Bits are organized into packets, which are just abstract divisions of the bit stream in time. A packet is a kind of data structure, like a Pascal record or a C struct. It is broken into logical units, each of which has a predefined length and a set meaning. Fig. 23.3.1 shows a typical packet format.

This packet format has fixed and variable fields. The first 40 bits, called the header, are fixed in length and meaning. The next group of bits, representing the actual data, is variable in length, although it must always be units of 8 since we are transmitting bytes. This isn't always necessary and some protocols are bit-oriented rather than byte-oriented, being able to transmit arbitrary bit streams rather than forcing them to be broken into 8-bit bytes. In order to detect how long this section is, the fixed field immediately before it, which is a 16-bit byte count, must exist and tell how many bytes will follow. 216 is 65,536, so this many bytes can be sent in one packet. Though the data field is variable in length, there is nothing non-deterministic in this packet layout. By reading the first 40 bits the receiver knows exactly what the rest of the packet will look like as it arrives over the wire.

There may be zero or several fields that follow the actual data. These comprise the trailer. In Fig. 23.3.1, the trailer consists of one field that contains a checksum which allows the receiver to determine that the packet was not altered in transmission. Error detecting and error correcting codes used in these checksums form a fascinating subfield of networking and are supported by well-known mathematical theory. We can but mention a few highlights.

The simplest form of error detecting code is parity, which adds a 1 or a 0 in order to make the number of 1s either even or odd, depending upon whether even parity or odd parity is desired. Parity can detect single errors, i.e. occurrences of a single bit in a packet being changed from 1 to 0 or 0 to 1, but it cannot fix such an error. Nor can it detect a double bit error, although it can detect a triple or any odd-numbered error. Thus parity is quite limited.

Two-dimensional parity, as discussed in the exercise, makes it possible to detect and correct single bit errors, but two-bit errors and burst errors (a sequence of bits that have all been altered or some of which have been altered) are still undetected. Fig. 23.3.2 shows a 2-dimensional parity scheme using even parity.

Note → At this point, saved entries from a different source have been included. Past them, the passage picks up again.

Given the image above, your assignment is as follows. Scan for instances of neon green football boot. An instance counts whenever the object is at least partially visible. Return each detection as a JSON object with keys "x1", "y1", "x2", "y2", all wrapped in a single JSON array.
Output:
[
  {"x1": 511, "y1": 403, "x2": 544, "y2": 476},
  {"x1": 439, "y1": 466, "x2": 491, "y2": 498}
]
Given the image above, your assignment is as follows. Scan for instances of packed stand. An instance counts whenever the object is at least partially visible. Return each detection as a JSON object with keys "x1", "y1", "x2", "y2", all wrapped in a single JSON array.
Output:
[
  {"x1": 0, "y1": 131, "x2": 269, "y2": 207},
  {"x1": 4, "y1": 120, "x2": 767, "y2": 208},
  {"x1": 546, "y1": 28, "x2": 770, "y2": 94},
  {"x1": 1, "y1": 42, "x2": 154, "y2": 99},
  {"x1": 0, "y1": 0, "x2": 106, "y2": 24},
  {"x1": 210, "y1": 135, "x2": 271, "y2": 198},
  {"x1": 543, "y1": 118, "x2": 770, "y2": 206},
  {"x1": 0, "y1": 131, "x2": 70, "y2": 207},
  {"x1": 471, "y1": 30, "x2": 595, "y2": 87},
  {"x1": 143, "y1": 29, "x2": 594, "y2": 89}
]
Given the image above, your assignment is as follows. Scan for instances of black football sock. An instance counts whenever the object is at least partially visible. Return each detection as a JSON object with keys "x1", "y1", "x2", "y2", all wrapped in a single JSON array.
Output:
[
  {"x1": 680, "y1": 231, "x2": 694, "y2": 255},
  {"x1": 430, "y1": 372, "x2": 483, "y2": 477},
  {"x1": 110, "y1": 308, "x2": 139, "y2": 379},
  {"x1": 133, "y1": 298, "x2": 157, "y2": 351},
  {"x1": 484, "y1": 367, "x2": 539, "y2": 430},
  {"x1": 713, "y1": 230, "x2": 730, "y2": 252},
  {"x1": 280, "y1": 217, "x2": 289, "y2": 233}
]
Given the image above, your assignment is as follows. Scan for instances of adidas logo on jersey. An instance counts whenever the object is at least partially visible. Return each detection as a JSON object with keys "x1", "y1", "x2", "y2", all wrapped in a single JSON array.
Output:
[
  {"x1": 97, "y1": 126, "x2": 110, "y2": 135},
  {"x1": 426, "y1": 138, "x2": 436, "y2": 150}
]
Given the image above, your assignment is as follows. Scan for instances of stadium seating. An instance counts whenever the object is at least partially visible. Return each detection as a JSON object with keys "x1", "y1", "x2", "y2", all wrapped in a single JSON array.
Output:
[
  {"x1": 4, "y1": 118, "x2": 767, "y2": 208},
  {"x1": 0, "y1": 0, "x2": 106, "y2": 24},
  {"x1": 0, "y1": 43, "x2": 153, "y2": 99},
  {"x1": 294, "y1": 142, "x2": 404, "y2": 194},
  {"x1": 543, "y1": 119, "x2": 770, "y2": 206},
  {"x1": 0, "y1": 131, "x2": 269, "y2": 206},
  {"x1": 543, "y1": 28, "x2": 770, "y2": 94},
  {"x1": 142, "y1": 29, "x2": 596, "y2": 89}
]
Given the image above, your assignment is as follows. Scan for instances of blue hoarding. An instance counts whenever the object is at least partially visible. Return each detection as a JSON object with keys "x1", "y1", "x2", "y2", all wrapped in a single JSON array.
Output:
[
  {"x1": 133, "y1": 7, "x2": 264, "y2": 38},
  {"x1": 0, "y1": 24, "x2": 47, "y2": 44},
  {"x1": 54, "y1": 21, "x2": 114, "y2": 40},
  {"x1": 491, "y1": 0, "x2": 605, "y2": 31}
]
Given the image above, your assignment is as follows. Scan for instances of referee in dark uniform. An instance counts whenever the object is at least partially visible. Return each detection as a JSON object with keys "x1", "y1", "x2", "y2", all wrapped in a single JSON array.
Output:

A single bit error is detected at the intersection of a row and a column that has an incorrect parity bit.

Fig. 23.3.2: 2-dimensional even parity is able to detect and fix single errors

Of course the bits really aren't transmitted in a two-dimensional form. Several methods of actually sequencing the bits onto the wire are possible -- either transmit each column at a time or each row at a time.

One method that is used by some simple protocols is a modulo sum. The ASCII bytes that come across the wire are treated as unsigned 8-bit binary numbers and added into an ongoing sum. Any carry is thrown away, which is identical to taking the 256 modulus of the sum. In fact, this may have been the origin of the term checksum, which combines the purpose (to check for errors) with the method (summing the bytes). A variation of this method used by the TCP protocol is to use the XOR function instead of full binary addition, since XOR is faster.

Checksumming by simple addition or XORing suffers from several weaknesses in that it can fail to detect some kinds of errors. For example, swapping the order of the bytes has no effect on the checksum, since addition and XOR is commutative. Mathematicians study all the various techniques and chart the characteristics of each method, such as how bit errors can it detect, how many can it correct, and how far apart error bits can be in a burst error before the method will break down.

One method that is highly reliable but too complicated for us to study here is called the cyclic redundancy code, or CRC. It uses some interesting number theory involving division of polynomials to come up with the checksums and is extremely accurate. A 16-bit long CRC code can catch all single and double errors in an arbitrarily long transmission sequence, and all burst errors of length 1 through 16, and 99.997% of 17-bit error bursts and 99.998 percent of 18-bit and longer error bursts! Obviously, it is the preferred error code, but it is somewhat complicated to compute in software, which is why it is not used everywhere. Special chips have been developed which can compute it using fast hardware called shift registers.